Vorbereitungsarbeiten in der Duisburger Gebläsehalle für den Knochenstaubtanz. Foto: Wurzbacher
Vorbereitungsarbeiten in der Duisburger Gebläsehalle für den Knochenstaubtanz. Foto: Wurzbacher

Spektakulär ist auch der von Romeo Castellucci mittels 40 Maschinen inszenierte Knochenstaubtanz auf Igor Strawinskys Sacre du printemps in der Duisburger Gebläsehalle gleich nebenan. Sechs Tonnen Knochenstaub rieselt aus den an Gestängen besfestigten Trichtern, die gesteuert von Zeituhren, erkennbar an den rot blinkenden Zahlen auf den Geräten, zu den Akzenten der Musik sich drehen, wirbeln, hoch und runter fahren, auch spucken und einmal sogar gegen die das Publikum schützende durchsichtige Isolierfolie schießen! Auch Knochen fallen! Die Idee dieses Maschinenballetts: Knochenstaub soll eine Metapher für Ritus, für die Erde und vieles Archaisches mehr sein. Das staubige Ritual in der „antike“ Gebläsehalle bleibt dennoch ein rein ästhezisitisches und hat nichts mit der Idee der Wiedergeburt des Frühlings durch ein blutiges Opfer zu tun! Aber das Maschinenballett lockt das Publikum!
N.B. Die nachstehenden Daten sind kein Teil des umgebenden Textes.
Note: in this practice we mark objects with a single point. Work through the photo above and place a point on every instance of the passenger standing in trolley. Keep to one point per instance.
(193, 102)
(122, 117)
Wegen der starken Nachfrage, mussten schon zusätzliche Aufführungstermine gefunden werden. Und man ist schon gespannt auf Romeo Castelluccis Inszenierung von Morton Feldmanns Oper Neither, die am 6. September ihre Premiere in der Bochumer Jahrhunderthalle erleben wird. Wer ins Ruhrgebiet aufbricht, sollte sich Zeit nehmen, die Industriebrachen zu besichtigen, zu entdecken und zu erleben. In Duisburg-Nord gibt es in der Hochofenstraße von dem brasilianischen Künstlerduo cantoni-crescenti eine 70 Meterlange begehbare und auf Federn vibrierende Metallplatte, die je nach Masse und Bewegung enorm lärmt, aber vor allem dem Publikum ein Lächeln auf die Lippen zaubern soll.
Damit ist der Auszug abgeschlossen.